Create a program that finds and outputs the roots of a given function, range and (if applicable) step width. The program should identify whether the root is exact or approximate.
For this example, use f(x)=x^3-3x^2+2x.
Ada
with Ada.Text_Io; use Ada.Text_Io;
procedure Roots_Of_Function is
package Real_Io is new Ada.Text_Io.Float_Io(Long_Float);
use Real_Io;
function F(X : Long_Float) return Long_Float is
begin
return (X**3 - 3.0*X*X + 2.0*X);
end F;
Step : constant Long_Float := 1.0E-6;
Start : constant Long_Float := -1.0;
Stop : constant Long_Float := 3.0;
Value : Long_Float := F(Start);
Sign : Boolean := Value > 0.0;
X : Long_Float := Start + Step;
begin
if Value = 0.0 then
Put("Root found at ");
Put(Item => Start, Fore => 1, Aft => 6, Exp => 0);
New_Line;
end if;
while X <= Stop loop
Value := F(X);
if (Value > 0.0) /= Sign then
Put("Root found near ");
Put(Item => X, Fore => 1, Aft => 6, Exp => 0);
New_Line;
elsif Value = 0.0 then
Put("Root found at ");
Put(Item => X, Fore => 1, Aft => 6, Exp => 0);
New_Line;
end if;
Sign := Value > 0.0;
X := X + Step;
end loop;
end Roots_Of_Function;
C++
#include <iostream>
double f(double x)
{
return (x*x*x - 3*x*x + 2*x);
}
int main()
{
double step = 0.001; // Smaller step values produce more accurate and precise results
double start = -1;
double stop = 3;
double value = f(start);
double sign = (value > 0);
// Check for root at start
if ( 0 == value )
std::cout << "Root found at " << start << std::endl;
for( double x = start + step;
x <= stop;
x += step )
{
value = f(x);
if ( ( value > 0 ) != sign )
// We passed a root
std::cout << "Root found near " << x << std::endl;
else if ( 0 == value )
// We hit a root
std::cout << "Root found at " << x << std::endl;
// Update our sign
sign = ( value > 0 );
}
}
D
module findroot ;
import std.stdio ;
import std.math ;
void report(T)(T[] r, T function(T) f, T tolerance = cast(T) 1e-4L) {
if (r.length) {
writefln("Root found (tolerance = %1.4g) :", tolerance) ;
foreach(x ; r) {
T y = f(x) ;
if (nearZero(y))
writefln("... EXACTLY at %+1.20f, f(x) = %+1.4g", x, y) ;
else if (nearZero(y, tolerance))
writefln(".... MAY-BE at %+1.20f, f(x) = %+1.4g", x, y) ;
else
writefln("Verify needed, f(%1.4g) = %1.4g > tolerance in magnitude", x, y) ;
}
} else
writefln("No root found.") ;
}
bool nearZero(T)(T a, T b = T.epsilon * 4) { return abs(a) <= b ; }
T[] findroot(T)(T function(T) f, T start, T end, T step = cast(T) 0.001L,
T tolerance = cast(T) 1e-4L) {
T[T] result ;
if (nearZero(step))
writefln("WARNING: step size may be too small.") ;
T searchRoot(T a, T b) { // search root by simple bisection
T root ;
int limit = 49 ;
T gap = b - a ;
while (!nearZero(gap) && limit--) {
if (nearZero(f(a))) return a ;
if (nearZero(f(b))) return b ;
root = (b + a)/2.0L ;
if (nearZero(f(root))) return root ;
if (f(a) * f(root) < 0)
b = root ;
else
a = root ;
gap = b - a ;
}
return root ;
}
T dir = cast(T) (end > start ? 1.0 : -1.0) ;
step = (end > start) ? abs(step) : - abs(step) ;
for(T x = start ; x*dir <= end*dir ; x = x + step)

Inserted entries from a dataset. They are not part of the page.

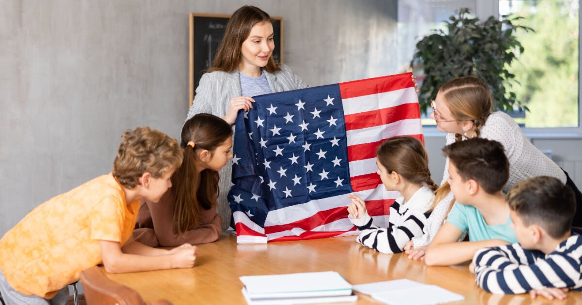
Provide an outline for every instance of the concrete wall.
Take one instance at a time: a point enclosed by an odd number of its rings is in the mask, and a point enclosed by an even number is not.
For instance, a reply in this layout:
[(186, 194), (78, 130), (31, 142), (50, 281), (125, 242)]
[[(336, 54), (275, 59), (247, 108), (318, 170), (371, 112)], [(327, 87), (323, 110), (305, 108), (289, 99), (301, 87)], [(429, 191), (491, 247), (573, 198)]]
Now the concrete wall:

if (f(x)*f(x + step) <= 0) {
T r = searchRoot(x, x+ step) ;
result[r] = f(r) ;
}
return result.keys.sort ; // reduce duplacated root, if any
}
real f(real x){
return x*x*x - 3*x*x + 2*x ;
}
void main(){
findroot(&f, -1.0L, 3.0L, 0.001L).report(&f) ;
}
Output ( NB:smallest increment for real type in D is real.epsilon = 1.0842e-19 ):
Root found (tolerance = 0.0001) : .... MAY-BE at -0.00000000000000000080, f(x) = -1.603e-18 ... EXACTLY at +1.00000000000000000020, f(x) = -2.168e-19 .... MAY-BE at +1.99999999999999999950, f(x) = -8.674e-19
Maple
f := x^3-3*x^2+2*x; roots(f,x);
outputs:
[[0, 1], [1, 1], [2, 1]]
which means there are three roots. Each root is named as a pair where the first element is the value (0, 1, and 2), the second one the multiplicity (=1 for each means none of the three are degenerate).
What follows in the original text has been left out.